It may be more of a Linux question than HLA:
But I linked hla and hlaparse to at first /usr/bin/hla and then to /bin/hla (and similar for hlaparse) and I own and have permission for hla, hlaparse and the attendant libraries and headers.
Now my problem is that HLA won't run and either /bin or /usr/bin says I don't have permission to execute.
(also cannot execute hla directly from where I extracted it)

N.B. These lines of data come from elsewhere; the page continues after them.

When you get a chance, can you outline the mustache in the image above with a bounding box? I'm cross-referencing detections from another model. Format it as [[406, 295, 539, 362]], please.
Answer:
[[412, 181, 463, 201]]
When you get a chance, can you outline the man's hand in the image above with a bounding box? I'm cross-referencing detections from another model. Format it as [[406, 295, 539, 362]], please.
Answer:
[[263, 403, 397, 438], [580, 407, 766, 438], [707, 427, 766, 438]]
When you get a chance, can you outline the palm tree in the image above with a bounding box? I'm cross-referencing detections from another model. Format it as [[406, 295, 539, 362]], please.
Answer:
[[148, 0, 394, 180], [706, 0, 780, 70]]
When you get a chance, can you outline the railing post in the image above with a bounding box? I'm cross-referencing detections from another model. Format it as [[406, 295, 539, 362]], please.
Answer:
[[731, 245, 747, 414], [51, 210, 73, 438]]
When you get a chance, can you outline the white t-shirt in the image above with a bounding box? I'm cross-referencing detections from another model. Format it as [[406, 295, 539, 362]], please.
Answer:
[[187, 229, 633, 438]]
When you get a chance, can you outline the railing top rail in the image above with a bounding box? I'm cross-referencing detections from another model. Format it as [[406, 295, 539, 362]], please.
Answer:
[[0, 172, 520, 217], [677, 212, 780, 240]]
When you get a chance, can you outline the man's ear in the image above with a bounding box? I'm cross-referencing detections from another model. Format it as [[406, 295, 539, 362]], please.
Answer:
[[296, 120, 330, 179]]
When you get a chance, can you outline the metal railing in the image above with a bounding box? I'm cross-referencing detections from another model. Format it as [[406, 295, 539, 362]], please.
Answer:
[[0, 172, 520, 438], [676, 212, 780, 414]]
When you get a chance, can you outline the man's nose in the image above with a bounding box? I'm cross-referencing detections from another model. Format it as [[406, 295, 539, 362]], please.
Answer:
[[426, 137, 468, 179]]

I keep the binaries on another drive and link to hla or hlaparse, this has worked with previous versions but not 2.6
I'm sure you've already checked this as you said you own and have permissions for the executables but still worth a double check. Do they have +x? Also depending on how hardened the linux distro you use is, world executable and world writable files can be blocked from execution as a security measure.
$ ls -alk /bin | grep hla
lrwxrwxrwx 1 root root 1 2009-12-08 14:38 hla -> /media/data/Programming/asm/bin/hla
lrwxrwxrwx 1 root root 1 2009-12-08 14:38 hlaparse -> /media/data/Programming/asm/bin/hlaparse
$ ls -alk /media/data/Programming/asm/bin | grep hla
-rwxrwxrwx 1 sean sean 508 2009-11-07 20:28 hla
-rwxrwxrwx 1 sean sean 1789 2009-11-07 20:28 hlaparse
$ uname -a
Linux node1 2.6.24-26-generic #1 SMP Tue Dec 1 18:37:31 UTC 2009 i686 GNU/Linux
I don't how "hardened" the standard (non-server) Ubuntu kernel may be. Would you know if it is one that would be as you say (blocking world executables) ?
Quick question
My filesytem and options in fstab for this drive ( where hla and hlaparse are originally kept and /bin links to ) are below:
ext3 users,relatime,noauto,rw,nodev,nosuid,data=journal
Don't know if this is off track but do I need to specify "exec" as an option ? (does fstab mount as noexec by default I mean ?)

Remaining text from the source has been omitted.